After Sir Ferdinando's death in 1647, Parliament invalidated his grant, but his heirs, disregarding Parliament's action, sent a deputy governor to Maine. With the confusion of grants and leadership, Maine settlers tried to form their own body politic. Their effort met with no great success, and the province of Maine came under the rule of the Massachusetts Bay Colony in 1652, despite the protests of the Maine settlers. King Charles II restored the charter for the province of Maine to Ferdinando Gorges, grandson of the earlier Sir Ferdinando, in 1664. Massachusetts judges were ordered out of Maine, and royal commissioners went in to establish an independent government. There followed a long period of political upheaval, squabbling about rights, and native warfare, which reduced the number of Maine settlements to three or four. In 1677, during this period, Gorges sold all rights to Maine to Massachusetts for 1,250 English pounds.

The British sovereigns William and Mary gave Massachusetts its second charter in 1691, and the province of Maine became the district of Maine, governed by Massachusetts. By 1732 the European population of Maine had been either wiped out or driven out by the long years of native wars. To stimulate resettlement, Massachusetts offered free land in Maine. Within a decade Maine's settler population grew to 12,000, but again the settlers were entangled by warfare with the native tribes.

The people of the District of Maine began to agitate for separation from Massachusetts at the close of the American Revolution.

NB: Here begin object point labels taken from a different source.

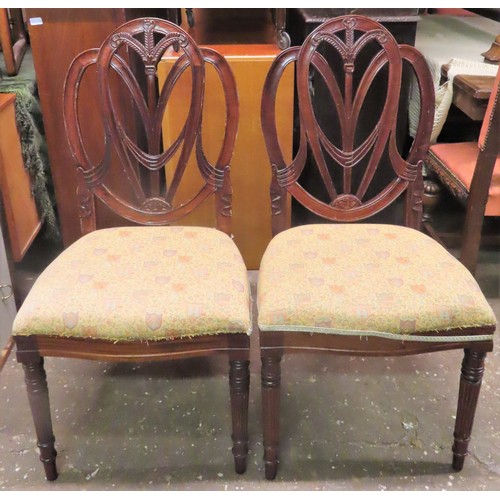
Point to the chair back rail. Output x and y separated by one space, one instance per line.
348 87
143 157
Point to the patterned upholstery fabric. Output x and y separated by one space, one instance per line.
141 283
382 280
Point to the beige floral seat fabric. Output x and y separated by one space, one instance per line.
141 283
361 279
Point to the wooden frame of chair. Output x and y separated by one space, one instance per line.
349 206
151 206
13 41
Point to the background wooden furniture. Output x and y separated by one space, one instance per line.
192 321
23 221
470 171
344 266
57 36
250 174
12 39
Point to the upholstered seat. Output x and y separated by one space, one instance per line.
141 283
455 164
388 281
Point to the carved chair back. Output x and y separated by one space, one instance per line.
333 56
131 54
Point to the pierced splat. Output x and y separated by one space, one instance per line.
143 158
348 87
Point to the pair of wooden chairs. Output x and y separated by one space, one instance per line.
161 292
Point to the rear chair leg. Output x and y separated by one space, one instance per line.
470 384
271 378
239 384
38 395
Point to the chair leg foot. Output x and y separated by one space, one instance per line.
470 385
271 380
38 396
239 385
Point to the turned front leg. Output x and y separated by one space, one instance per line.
239 384
271 377
38 396
470 384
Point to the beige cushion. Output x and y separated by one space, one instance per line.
141 283
381 280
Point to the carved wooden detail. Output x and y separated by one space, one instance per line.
38 395
239 383
143 159
271 381
349 36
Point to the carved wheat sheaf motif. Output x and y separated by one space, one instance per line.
348 36
140 150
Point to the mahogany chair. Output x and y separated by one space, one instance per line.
471 172
359 289
136 294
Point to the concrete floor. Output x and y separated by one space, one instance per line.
347 423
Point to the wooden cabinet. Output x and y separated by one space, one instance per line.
22 219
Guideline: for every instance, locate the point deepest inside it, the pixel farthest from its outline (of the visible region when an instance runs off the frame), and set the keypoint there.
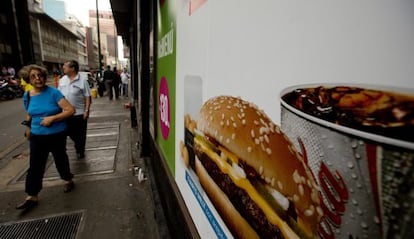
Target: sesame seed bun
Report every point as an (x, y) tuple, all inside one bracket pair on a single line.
[(251, 135)]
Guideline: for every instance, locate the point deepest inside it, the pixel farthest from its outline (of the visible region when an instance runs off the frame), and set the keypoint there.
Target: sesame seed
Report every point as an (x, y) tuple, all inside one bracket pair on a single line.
[(319, 211), (267, 139), (314, 196), (301, 189), (295, 198), (280, 185), (296, 177), (308, 212), (261, 170)]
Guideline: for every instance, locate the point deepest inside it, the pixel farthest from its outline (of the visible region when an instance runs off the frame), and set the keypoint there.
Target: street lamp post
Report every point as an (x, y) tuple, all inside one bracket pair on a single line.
[(99, 39)]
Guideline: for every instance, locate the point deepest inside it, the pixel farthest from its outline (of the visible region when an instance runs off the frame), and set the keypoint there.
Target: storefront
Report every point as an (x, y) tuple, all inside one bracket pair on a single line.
[(185, 53)]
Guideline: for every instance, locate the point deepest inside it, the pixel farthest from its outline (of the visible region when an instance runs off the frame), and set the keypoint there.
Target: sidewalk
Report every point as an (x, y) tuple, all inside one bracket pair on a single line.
[(108, 200)]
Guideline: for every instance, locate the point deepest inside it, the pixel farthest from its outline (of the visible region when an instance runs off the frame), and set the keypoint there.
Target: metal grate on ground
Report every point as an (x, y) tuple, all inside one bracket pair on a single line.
[(63, 226)]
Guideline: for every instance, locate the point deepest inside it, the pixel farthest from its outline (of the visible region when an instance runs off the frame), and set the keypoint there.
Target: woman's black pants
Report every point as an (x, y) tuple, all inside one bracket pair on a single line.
[(40, 147)]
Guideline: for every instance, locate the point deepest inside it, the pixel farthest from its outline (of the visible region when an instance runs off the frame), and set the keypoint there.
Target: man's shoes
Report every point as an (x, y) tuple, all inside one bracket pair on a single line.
[(27, 204), (68, 186), (80, 155)]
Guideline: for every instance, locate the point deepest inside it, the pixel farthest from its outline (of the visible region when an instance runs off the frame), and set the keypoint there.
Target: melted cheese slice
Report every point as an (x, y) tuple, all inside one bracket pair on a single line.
[(247, 186)]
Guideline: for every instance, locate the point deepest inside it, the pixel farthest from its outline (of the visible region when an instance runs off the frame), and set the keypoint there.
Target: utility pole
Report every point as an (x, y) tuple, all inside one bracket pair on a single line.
[(99, 40)]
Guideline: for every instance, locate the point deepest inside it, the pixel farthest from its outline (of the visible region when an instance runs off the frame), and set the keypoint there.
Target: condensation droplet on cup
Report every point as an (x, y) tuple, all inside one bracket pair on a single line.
[(354, 144), (355, 202), (364, 225), (397, 164)]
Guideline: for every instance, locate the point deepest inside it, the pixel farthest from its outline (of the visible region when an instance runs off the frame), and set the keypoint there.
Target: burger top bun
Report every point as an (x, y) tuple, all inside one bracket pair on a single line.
[(252, 136)]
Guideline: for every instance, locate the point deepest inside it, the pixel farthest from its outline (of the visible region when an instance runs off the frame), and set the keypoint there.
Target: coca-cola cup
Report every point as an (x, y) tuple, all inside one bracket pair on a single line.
[(359, 143)]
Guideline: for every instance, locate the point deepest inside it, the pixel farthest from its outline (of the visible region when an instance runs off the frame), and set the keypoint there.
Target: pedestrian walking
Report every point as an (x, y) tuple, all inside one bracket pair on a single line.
[(23, 75), (111, 83), (125, 82), (47, 110), (75, 88)]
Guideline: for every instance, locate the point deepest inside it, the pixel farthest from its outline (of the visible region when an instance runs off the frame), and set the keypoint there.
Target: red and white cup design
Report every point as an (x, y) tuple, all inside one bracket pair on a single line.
[(367, 187)]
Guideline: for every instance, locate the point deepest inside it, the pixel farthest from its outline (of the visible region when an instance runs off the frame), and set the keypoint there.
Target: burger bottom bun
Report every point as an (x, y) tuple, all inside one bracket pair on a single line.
[(234, 221)]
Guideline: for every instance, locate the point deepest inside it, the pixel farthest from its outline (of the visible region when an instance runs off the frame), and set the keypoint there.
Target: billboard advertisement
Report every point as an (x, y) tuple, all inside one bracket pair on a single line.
[(289, 120)]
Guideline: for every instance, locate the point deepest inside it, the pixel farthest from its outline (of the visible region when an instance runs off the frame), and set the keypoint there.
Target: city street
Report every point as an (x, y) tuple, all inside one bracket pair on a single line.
[(108, 201)]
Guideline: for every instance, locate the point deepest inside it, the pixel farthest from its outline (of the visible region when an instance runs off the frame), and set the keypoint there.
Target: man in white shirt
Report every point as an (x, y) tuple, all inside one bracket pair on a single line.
[(125, 81), (76, 90)]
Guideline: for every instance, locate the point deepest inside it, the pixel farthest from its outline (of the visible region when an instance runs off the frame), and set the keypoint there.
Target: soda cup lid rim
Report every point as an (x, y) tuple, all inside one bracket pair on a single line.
[(344, 129)]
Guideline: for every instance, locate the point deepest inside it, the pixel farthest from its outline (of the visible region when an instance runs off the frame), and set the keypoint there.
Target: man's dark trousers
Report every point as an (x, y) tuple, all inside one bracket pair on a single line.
[(77, 126)]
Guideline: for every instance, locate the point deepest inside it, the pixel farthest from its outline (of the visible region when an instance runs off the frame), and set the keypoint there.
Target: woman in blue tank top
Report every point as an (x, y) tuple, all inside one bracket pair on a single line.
[(47, 110)]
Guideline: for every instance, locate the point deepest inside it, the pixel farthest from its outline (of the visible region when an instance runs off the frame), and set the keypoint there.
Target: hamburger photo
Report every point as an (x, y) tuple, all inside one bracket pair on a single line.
[(257, 181)]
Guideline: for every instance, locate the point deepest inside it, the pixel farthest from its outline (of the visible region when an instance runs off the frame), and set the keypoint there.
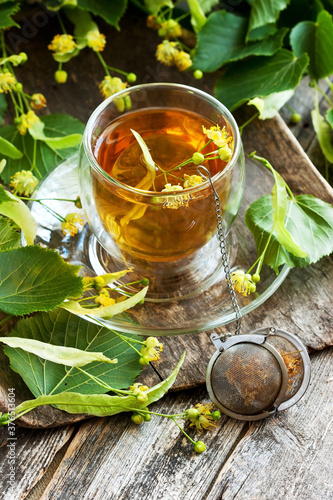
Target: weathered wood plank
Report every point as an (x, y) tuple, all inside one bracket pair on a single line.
[(290, 456), (114, 459), (32, 453)]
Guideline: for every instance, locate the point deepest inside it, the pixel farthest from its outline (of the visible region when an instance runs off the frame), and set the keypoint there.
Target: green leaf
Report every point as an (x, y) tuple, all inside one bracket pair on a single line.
[(48, 156), (35, 279), (222, 40), (15, 209), (68, 356), (198, 18), (100, 405), (154, 6), (269, 106), (8, 149), (329, 117), (60, 328), (110, 10), (259, 77), (9, 237), (323, 131), (264, 12), (316, 40), (7, 10), (68, 141), (310, 222), (3, 106), (106, 311)]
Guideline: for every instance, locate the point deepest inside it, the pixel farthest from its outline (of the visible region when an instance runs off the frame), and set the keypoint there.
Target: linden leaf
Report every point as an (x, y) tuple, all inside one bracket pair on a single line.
[(9, 237), (67, 331), (35, 279), (316, 40), (222, 40), (100, 405), (48, 156), (17, 210), (259, 77), (269, 106), (310, 222), (68, 356)]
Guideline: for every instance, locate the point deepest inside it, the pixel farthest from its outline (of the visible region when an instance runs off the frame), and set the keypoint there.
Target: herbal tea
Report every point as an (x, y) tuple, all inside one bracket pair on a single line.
[(144, 222)]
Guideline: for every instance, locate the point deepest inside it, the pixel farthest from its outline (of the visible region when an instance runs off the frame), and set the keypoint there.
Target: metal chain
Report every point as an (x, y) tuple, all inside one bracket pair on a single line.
[(223, 248)]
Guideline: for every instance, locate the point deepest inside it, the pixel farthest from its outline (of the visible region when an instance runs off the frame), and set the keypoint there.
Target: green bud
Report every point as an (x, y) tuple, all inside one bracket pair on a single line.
[(23, 57), (137, 419), (199, 447), (295, 118), (192, 413), (198, 74), (60, 76), (131, 77), (144, 360), (225, 153), (18, 87), (198, 158)]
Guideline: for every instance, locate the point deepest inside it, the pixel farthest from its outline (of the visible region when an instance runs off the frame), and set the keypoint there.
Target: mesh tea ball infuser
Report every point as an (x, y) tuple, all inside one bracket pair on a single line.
[(253, 376)]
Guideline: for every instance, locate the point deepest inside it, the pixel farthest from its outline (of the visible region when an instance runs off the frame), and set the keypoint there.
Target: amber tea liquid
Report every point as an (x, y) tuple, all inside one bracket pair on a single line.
[(150, 227)]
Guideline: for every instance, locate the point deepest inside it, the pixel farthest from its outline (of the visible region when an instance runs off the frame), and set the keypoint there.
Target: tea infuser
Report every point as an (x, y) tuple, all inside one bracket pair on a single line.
[(255, 375)]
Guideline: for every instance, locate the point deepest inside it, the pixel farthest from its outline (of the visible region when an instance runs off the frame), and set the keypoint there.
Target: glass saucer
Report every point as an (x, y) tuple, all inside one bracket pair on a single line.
[(207, 310)]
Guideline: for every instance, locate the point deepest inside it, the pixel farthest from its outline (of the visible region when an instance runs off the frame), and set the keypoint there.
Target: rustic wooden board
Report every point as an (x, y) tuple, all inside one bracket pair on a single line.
[(301, 305)]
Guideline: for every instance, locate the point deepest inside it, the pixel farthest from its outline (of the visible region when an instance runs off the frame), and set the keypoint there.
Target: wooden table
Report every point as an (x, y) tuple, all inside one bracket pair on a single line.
[(285, 457)]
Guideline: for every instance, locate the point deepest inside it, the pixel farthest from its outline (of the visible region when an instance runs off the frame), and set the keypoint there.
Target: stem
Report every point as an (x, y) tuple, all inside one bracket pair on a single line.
[(100, 57), (247, 122)]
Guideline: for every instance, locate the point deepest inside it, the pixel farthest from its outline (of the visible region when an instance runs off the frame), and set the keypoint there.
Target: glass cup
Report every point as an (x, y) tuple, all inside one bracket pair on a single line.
[(167, 237)]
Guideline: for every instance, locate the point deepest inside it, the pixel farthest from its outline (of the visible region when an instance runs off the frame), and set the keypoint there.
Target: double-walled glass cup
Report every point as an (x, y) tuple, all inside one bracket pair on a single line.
[(167, 237)]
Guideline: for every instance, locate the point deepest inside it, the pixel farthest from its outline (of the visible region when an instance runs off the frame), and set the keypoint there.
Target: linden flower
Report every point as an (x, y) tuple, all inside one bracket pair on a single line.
[(23, 183), (243, 283), (111, 85), (174, 201), (192, 180), (201, 418), (170, 29), (182, 60), (96, 40), (7, 82), (25, 121), (62, 44), (72, 224), (166, 52), (149, 350), (38, 101), (218, 136)]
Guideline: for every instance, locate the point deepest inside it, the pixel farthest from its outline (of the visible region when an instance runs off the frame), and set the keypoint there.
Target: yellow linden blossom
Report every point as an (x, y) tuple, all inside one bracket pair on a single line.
[(150, 349), (25, 121), (96, 40), (203, 420), (72, 224), (166, 52), (182, 60), (111, 85), (170, 29), (7, 82), (192, 180), (243, 283), (62, 44), (38, 101), (23, 183), (218, 136), (174, 201)]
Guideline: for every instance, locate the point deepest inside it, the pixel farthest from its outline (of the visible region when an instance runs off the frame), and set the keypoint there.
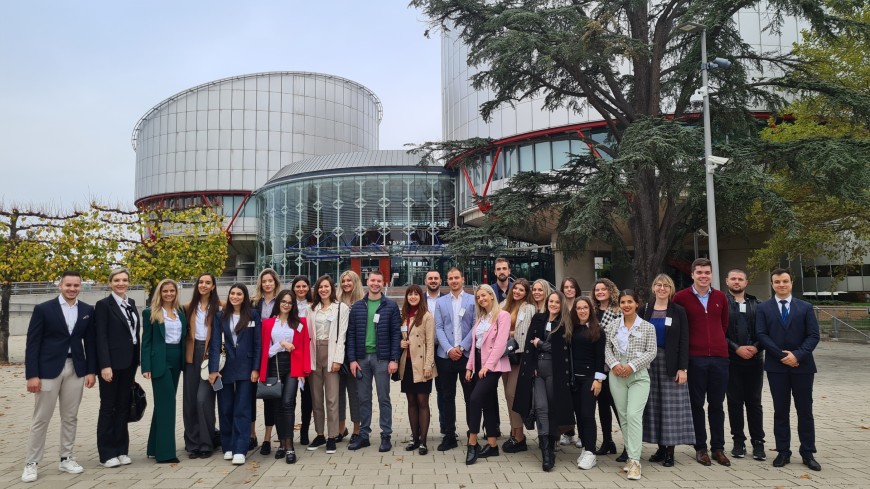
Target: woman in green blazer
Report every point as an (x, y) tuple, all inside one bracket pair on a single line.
[(162, 361)]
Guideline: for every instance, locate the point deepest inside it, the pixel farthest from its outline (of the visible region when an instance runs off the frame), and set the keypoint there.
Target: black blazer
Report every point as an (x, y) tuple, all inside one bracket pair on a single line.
[(115, 348), (676, 337), (49, 341)]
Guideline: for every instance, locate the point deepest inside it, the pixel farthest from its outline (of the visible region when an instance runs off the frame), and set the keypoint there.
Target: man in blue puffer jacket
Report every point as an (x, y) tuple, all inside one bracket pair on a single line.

They did not succeed until 1820, when Maine was admitted to the Union as a free state through the Missouri Compromise, in which Missouri was also admitted to the Union but as a slave state in order to preserve the political balance between the free states in the North and the slave states in the South. Maine's population at that time was 298,335. Its capital, first at Portland, was moved to Augusta in 1832.